Illustrative Veteran Retention Logit
A weighted logistic regression that predicts a synthetic 12-month retention flag for post-9/11 veterans employed at the time of the ACS interview. Published to document the modeling workflow — feature engineering, stratified split, weighted fit, calibration — on fully public, individually de-identified data.
Summary
This model is an illustrative weighted logistic regression that predicts a synthetic 12-month retention flag for post-9/11 veterans employed at the time of the ACS interview. It exists to demonstrate an end-to-end analytics workflow — feature engineering, stratified split, weighted fit, calibration — using entirely public, individually de-identified data.
It is not a production retention predictor. The target is generated, not observed, and the sample design is not corrected for. This card is deliberately written to make those limits legible.
Target
retention_12mo_synthetic is a 0 / 1 flag produced by the Phase 3 pipeline using a fixed-seed logistic rule over observable cohort features. It does not come from a longitudinal employer record. Retention rates in this project are expressible as modeled-illustrative, not measured. The overall base rate is 67.9% (PWGTP-weighted) among the employed working-age cohort.
Downstream documents that cite any retention-model output must carry the Modeled — Illustrative label, consistent with the project convention established in Phase 3.
Cohort and universe
- Post-9/11 veterans identified via ACS PUMS variables
MIL/VPS/MLPA. - Ages 22–64 at interview, civilian status only (active-duty ESR 4 / 5 excluded).
- Employed at interview only (ESR ∈ {1, 2}). Retention is undefined for non-employed rows.
- Survey years 2019, 2021, 2022, 2023 pooled. 2020 intentionally omitted — ACS published a smaller experimental file for 2020 and pooling with the standard 1-year files introduces weighting inconsistencies.
- N = 108,902 unweighted rows (11.9 million PWGTP-weighted person-years) after feature engineering. 33 rows (0.03%) dropped for missing values on required features.

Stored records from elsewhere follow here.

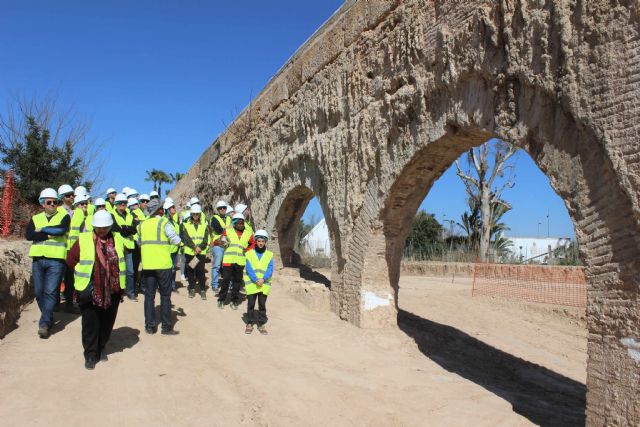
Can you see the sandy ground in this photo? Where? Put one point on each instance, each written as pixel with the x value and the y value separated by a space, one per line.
pixel 479 361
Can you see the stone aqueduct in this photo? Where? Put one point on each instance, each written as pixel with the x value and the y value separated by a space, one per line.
pixel 379 102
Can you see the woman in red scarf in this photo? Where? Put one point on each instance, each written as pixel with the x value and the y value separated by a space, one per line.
pixel 97 259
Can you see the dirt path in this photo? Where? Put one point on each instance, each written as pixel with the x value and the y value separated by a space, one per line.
pixel 313 369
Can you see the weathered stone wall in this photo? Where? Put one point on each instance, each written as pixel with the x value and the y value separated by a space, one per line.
pixel 375 107
pixel 15 282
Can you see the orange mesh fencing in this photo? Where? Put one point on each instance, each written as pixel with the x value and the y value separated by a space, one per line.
pixel 15 211
pixel 535 283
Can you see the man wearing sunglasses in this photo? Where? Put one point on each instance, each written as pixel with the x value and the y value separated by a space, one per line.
pixel 47 230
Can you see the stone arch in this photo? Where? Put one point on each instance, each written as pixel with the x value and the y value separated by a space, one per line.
pixel 301 181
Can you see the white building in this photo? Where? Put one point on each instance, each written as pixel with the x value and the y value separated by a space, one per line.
pixel 317 242
pixel 526 248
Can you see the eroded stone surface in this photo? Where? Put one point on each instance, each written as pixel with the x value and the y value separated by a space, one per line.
pixel 375 107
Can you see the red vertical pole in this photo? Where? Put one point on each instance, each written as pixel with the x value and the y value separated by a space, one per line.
pixel 7 204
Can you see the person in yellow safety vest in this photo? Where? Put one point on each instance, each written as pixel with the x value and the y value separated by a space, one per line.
pixel 195 237
pixel 111 198
pixel 219 222
pixel 134 207
pixel 65 197
pixel 238 240
pixel 155 237
pixel 100 204
pixel 184 215
pixel 100 275
pixel 81 219
pixel 257 279
pixel 47 231
pixel 172 217
pixel 126 226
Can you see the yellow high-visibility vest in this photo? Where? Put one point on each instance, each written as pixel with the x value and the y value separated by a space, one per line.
pixel 84 268
pixel 226 223
pixel 197 236
pixel 155 246
pixel 259 268
pixel 129 242
pixel 55 247
pixel 234 253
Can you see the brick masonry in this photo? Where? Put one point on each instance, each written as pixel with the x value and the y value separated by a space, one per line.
pixel 379 102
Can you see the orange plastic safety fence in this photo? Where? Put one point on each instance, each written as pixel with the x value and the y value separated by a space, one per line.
pixel 15 211
pixel 536 283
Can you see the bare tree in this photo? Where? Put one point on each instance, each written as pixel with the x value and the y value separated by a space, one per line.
pixel 481 185
pixel 65 127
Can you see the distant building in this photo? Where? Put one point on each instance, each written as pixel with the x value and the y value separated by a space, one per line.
pixel 317 242
pixel 536 248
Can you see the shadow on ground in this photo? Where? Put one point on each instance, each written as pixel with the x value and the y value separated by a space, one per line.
pixel 122 338
pixel 535 392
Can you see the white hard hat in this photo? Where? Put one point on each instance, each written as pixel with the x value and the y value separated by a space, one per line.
pixel 120 198
pixel 102 219
pixel 65 189
pixel 48 193
pixel 80 198
pixel 261 233
pixel 80 190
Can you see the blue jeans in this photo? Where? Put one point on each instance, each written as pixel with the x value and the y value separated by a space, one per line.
pixel 217 254
pixel 47 274
pixel 157 280
pixel 174 259
pixel 130 281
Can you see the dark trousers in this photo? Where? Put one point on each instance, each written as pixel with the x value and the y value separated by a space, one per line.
pixel 231 272
pixel 68 285
pixel 262 309
pixel 97 324
pixel 196 275
pixel 157 280
pixel 136 265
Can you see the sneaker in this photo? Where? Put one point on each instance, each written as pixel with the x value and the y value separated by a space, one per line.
pixel 90 363
pixel 43 332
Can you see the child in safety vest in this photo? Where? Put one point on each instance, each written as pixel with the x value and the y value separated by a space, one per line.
pixel 257 278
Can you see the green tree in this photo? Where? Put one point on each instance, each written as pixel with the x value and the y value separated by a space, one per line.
pixel 425 236
pixel 46 146
pixel 38 164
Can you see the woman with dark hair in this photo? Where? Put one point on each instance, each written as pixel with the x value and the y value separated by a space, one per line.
pixel 99 278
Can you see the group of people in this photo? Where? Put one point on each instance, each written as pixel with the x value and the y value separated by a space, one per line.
pixel 88 255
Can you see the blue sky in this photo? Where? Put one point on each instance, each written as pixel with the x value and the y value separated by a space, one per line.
pixel 158 80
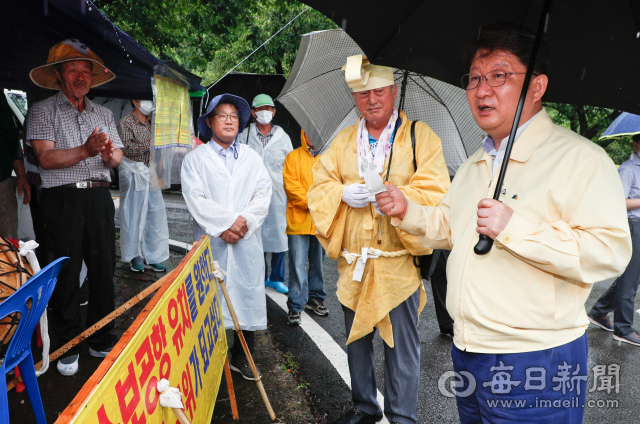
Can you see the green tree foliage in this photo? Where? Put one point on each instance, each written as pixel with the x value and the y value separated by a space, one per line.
pixel 209 37
pixel 590 122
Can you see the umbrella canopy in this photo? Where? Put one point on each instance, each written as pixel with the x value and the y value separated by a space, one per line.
pixel 318 97
pixel 247 86
pixel 627 124
pixel 595 48
pixel 31 27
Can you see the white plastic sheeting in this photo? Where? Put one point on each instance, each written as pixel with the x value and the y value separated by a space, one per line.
pixel 143 217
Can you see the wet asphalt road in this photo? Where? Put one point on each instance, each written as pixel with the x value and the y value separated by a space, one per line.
pixel 329 396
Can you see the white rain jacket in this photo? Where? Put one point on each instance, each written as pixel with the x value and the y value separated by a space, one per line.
pixel 274 229
pixel 215 199
pixel 143 217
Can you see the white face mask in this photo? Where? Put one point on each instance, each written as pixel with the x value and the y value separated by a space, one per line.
pixel 264 116
pixel 146 107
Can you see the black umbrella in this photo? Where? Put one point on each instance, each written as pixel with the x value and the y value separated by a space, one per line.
pixel 586 40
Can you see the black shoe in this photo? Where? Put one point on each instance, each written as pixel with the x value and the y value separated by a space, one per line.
pixel 631 338
pixel 293 318
pixel 356 416
pixel 241 364
pixel 602 322
pixel 317 306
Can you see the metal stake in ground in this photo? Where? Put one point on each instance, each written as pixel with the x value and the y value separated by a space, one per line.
pixel 223 287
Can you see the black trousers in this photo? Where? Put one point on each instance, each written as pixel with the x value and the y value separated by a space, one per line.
pixel 439 288
pixel 620 296
pixel 249 337
pixel 79 223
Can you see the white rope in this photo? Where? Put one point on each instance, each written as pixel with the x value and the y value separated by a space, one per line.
pixel 27 250
pixel 250 54
pixel 169 396
pixel 370 253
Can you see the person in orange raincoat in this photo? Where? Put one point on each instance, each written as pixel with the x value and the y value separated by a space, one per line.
pixel 306 290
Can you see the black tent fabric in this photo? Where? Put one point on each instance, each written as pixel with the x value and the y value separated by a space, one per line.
pixel 31 27
pixel 595 45
pixel 247 86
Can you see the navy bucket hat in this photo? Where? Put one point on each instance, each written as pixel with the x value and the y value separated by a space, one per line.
pixel 244 113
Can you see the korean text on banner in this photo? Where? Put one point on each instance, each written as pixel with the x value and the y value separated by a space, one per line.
pixel 173 116
pixel 183 340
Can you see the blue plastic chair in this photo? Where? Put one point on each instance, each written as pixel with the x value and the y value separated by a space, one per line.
pixel 38 289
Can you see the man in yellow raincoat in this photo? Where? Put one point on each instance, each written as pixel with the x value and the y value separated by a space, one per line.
pixel 381 289
pixel 306 288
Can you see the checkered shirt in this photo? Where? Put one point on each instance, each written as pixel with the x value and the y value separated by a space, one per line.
pixel 136 137
pixel 265 139
pixel 56 119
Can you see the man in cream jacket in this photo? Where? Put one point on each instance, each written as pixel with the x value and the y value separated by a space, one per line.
pixel 559 227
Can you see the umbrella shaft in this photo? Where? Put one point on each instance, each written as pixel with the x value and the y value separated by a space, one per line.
pixel 523 95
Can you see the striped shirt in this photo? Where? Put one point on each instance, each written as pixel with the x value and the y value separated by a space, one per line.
pixel 136 137
pixel 56 119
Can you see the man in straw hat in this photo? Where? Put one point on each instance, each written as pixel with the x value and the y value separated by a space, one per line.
pixel 227 189
pixel 76 142
pixel 560 226
pixel 379 286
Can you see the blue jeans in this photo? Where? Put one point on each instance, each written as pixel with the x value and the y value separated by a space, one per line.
pixel 303 285
pixel 545 386
pixel 277 267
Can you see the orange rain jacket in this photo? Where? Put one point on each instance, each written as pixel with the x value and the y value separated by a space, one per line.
pixel 297 180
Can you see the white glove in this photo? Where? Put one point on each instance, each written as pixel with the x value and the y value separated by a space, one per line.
pixel 357 195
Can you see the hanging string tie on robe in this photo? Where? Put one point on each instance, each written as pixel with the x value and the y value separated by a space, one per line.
pixel 383 147
pixel 369 253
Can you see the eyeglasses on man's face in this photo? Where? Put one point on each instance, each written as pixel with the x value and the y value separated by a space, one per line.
pixel 494 79
pixel 224 116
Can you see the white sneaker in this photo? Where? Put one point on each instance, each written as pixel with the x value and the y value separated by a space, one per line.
pixel 68 366
pixel 99 353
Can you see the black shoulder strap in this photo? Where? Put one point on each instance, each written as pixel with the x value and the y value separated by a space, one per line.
pixel 413 145
pixel 393 137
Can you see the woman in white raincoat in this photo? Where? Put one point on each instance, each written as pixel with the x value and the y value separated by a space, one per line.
pixel 273 144
pixel 144 232
pixel 227 190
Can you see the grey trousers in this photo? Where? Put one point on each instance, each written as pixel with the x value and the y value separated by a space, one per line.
pixel 621 295
pixel 401 365
pixel 8 209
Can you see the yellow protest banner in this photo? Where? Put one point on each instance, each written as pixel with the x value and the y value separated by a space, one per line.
pixel 173 114
pixel 181 339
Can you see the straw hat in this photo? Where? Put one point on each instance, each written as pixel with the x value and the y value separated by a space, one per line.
pixel 361 75
pixel 68 51
pixel 244 112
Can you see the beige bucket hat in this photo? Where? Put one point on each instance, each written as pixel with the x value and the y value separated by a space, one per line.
pixel 361 75
pixel 68 51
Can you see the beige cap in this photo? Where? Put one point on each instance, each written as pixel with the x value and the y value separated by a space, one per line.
pixel 361 75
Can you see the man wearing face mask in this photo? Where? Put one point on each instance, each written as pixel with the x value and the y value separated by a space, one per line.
pixel 620 296
pixel 273 144
pixel 143 216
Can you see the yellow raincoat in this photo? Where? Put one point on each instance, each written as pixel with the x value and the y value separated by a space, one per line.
pixel 297 180
pixel 387 282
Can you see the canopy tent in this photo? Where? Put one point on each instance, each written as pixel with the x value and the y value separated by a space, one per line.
pixel 31 27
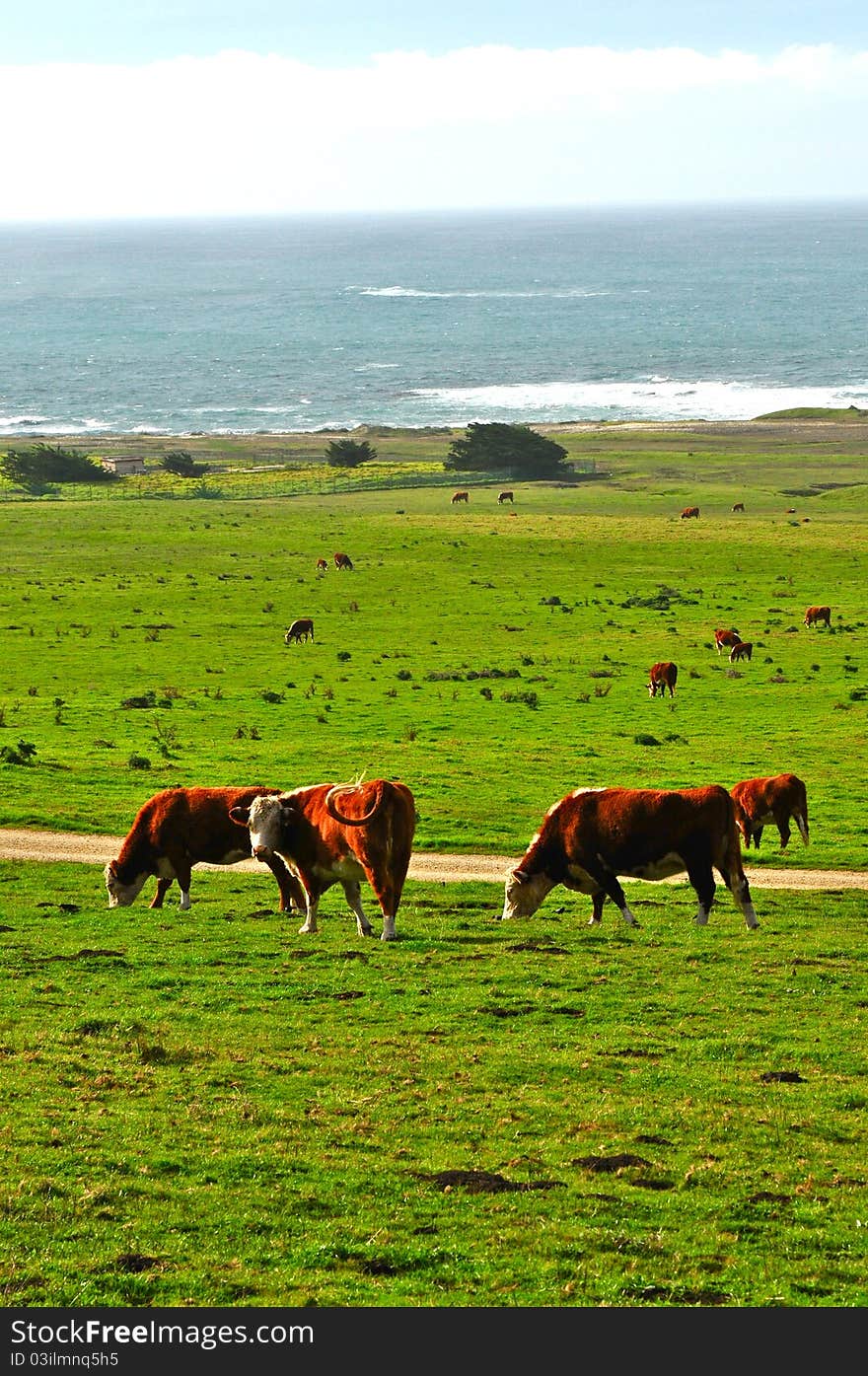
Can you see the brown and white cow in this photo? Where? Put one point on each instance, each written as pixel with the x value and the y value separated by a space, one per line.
pixel 662 676
pixel 299 629
pixel 765 801
pixel 593 835
pixel 743 650
pixel 727 638
pixel 819 616
pixel 181 828
pixel 337 834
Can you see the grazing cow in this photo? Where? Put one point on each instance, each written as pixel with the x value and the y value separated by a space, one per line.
pixel 181 828
pixel 593 835
pixel 727 638
pixel 745 650
pixel 815 616
pixel 299 629
pixel 663 676
pixel 765 801
pixel 370 839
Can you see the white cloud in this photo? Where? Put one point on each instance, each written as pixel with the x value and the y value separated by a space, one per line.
pixel 243 132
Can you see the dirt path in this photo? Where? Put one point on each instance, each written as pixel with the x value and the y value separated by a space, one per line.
pixel 438 868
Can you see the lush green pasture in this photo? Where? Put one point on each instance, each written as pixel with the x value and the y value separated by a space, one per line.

Features (47 including intercept)
| Family | Features |
|---|---|
| Continuous (standardized) | age_std, wkhp_std, log_wage_std, unemployment_std, log_pc_income_std, attainment_std |
| Demographics | female, married, race / ethnicity (reference = white non-Hispanic): race_black, race_hispanic, race_asian, race_other |
| Education (reference = HS / GED) | edu_no_degree, edu_some_college, edu_bachelors, edu_graduate |
| Disability rating (reference = not rated) | drat_pct_0, drat_pct_10_20, drat_pct_30_40, drat_pct_50_60, drat_pct_70_100, drat_not_reported |
| Occupation (reference = Management) | 22 SOC major-group dummies from the Build v0.12 OCCP → SOC Tier-1 crosswalk |
| Military match | military_skill_match — 1 if at least one MOS maps to the person's SOC major (Build v0.12 MOS ↔ SOC match feature) |
No interaction terms. No regularization. The modeling choice on this pass is transparency over accuracy.
Split
- 70 / 15 / 15 train / validation / test.
- Seed:
20260417(fixed at Phase 4a modeling-prep kickoff). - Stratified on
DRAT × SOC major, the two strongest non-demographic moderators in Phase 4a EDA. - Split counts: train 76,145 · val 16,257 · test 16,500.
Fit
- Estimator: statsmodels GLM, family Binomial, link logit, IRLS,
max_iter=200. - Weights: PWGTP passed as
freq_weights. Every coefficient and log-likelihood reflects the weighted design. - Convergence: yes, 45 degrees of freedom on the model.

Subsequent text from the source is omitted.